Less than eight months later he found himself mired in the first bona fide slump of his professional career midway through the 2012 season – a run that included four missed cuts in five events and another poor showing (T-60) at the Open Championship.
It was a pep talk from his putting coach Dave Stockton Sr. at the WGC-Bridgestone Invitational that wrenched him from that abyss and on to his second major triumph, another eight-shot walk-off at the PGA Championship.
But that bookend Grand Slam only begat a second slump, a swoon that extended almost the entire 2013 calendar and included four missed cuts and a season that ended before the Tour Championship.
He began to turn the tide with an 11th-hour victory at the Australian Open in December, rallied to win the BMW PGA Championship on the European Tour in May and went wire-to-wire at Hoylake to complete his most recent comeback.

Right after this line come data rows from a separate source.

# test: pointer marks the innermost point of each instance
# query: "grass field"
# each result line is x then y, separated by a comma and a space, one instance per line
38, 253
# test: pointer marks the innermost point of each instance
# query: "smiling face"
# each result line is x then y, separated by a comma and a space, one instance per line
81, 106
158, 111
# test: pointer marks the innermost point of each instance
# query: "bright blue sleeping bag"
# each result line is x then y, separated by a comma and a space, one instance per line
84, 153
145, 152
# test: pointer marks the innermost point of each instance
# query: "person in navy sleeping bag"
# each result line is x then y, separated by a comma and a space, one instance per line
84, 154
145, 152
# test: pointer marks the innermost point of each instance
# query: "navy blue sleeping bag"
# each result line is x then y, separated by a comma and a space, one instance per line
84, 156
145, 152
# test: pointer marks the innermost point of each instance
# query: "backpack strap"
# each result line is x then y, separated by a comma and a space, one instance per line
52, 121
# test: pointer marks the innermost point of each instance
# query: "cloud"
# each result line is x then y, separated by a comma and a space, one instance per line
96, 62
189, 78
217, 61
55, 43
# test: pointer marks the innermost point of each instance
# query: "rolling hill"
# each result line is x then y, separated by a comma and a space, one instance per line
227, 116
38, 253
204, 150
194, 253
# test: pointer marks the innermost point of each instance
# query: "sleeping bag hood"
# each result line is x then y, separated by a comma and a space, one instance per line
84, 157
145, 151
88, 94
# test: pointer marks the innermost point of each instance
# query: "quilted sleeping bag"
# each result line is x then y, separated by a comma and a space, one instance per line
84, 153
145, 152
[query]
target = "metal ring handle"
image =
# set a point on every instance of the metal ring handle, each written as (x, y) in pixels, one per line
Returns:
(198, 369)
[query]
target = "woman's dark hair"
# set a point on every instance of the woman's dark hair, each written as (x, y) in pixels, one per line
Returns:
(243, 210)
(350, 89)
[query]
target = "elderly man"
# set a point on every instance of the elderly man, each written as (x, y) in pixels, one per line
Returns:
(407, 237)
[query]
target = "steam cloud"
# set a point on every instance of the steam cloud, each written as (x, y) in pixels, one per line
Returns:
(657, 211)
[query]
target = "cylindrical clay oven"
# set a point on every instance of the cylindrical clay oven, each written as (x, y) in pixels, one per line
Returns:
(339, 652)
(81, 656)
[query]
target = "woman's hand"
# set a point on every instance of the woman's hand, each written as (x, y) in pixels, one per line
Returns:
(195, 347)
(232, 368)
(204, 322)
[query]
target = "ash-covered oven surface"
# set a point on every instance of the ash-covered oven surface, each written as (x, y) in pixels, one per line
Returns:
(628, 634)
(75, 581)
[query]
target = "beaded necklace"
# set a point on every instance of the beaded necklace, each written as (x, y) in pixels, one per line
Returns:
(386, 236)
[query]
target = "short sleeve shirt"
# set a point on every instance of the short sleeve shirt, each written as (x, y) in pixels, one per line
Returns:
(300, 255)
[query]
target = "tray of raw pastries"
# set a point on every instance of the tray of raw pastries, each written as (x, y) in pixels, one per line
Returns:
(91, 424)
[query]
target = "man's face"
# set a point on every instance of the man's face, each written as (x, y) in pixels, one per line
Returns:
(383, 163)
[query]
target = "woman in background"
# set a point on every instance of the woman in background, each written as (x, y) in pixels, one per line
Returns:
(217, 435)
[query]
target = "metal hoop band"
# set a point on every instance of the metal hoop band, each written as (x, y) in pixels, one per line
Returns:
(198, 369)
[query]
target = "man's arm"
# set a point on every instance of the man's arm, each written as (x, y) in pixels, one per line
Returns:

“It’s just one of those things. When we get Rory at a certain level he doesn’t vary too far off the mark,” said McIlroy’s swing coach Michael Bannon. “Last year was a little bit of an aberration and we’re back again.”
It wasn’t always this way. Until slipping into his post-2011 U.S. Open abyss the game had always come easy to the Northern Irishman.
“He pretty much cleaned up as an amateur in Ireland,” said Paul Gray, the former club professional turned general manager at McIlroy’s childhood club in Northern Ireland. “He can be streaky now and possibly the off-course stuff has affected him in recent years.”
There has been plenty of off-course stuff.
Since turning professional McIlroy has endured all number of growing pains, a hectic jump from management firm to management firm, multiple lawsuits and a painfully public split with fiancée Caroline Wozniacki earlier this year.
Many of these missteps were self-inflicted, like his high-profile jump to Nike Golf last year, but the extremes of his young career may end up becoming the status quo.
As unrealistic as the comparisons to Tiger Woods may have been, McIlroy’s career seems more comparable to this generation’s other star.
“The way he plays is pretty aggressively. When he gets it going, he gets it going. When it gets going bad, it gets going real bad. It's one or the other,” Woods said on Sunday at Hoylake. “If you look at his results, he's kind of that way. Very similar to what Phil does. He has his hot weeks and he has his weeks where he's off. And that's just the nature of how he plays the game. It's no right way or wrong way. But it's just the nature of how he plays.”
Throughout all of the highs and lows, however, McIlroy’s most endearing quality has been his inability to delude himself. For a player who demands the best out of his game, when things have gotten sideways he has embraced his shortcomings with an unapologetic zeal.
This lack of any filter is the byproduct of a firm grasp on reality that transcends his 25 years.
After winning the U.S. Open at Congressional he was the first to dismiss any talk of catching Jack Nicklaus – figuring, at the time, the last 17 majors are always the hardest.
Conversely, through the bad times he’s been encouraged by the reality that periodic droughts between major victories every other year or so would eventually add up to an amazingly prolific career and that his game, while not exactly bulletproof, was built for the long haul.
“I never had doubts. All I had to do was look back at some of the great tournaments that I played. The ability was still there. It was just trying to find a way to make it come out again,” McIlroy said on Sunday as he eyed the claret jug. “It's been huge what a difference a year makes.”
What waits over the next 12 months is anyone’s guess, but this much is certain – with McIlroy it is sure to be entertaining.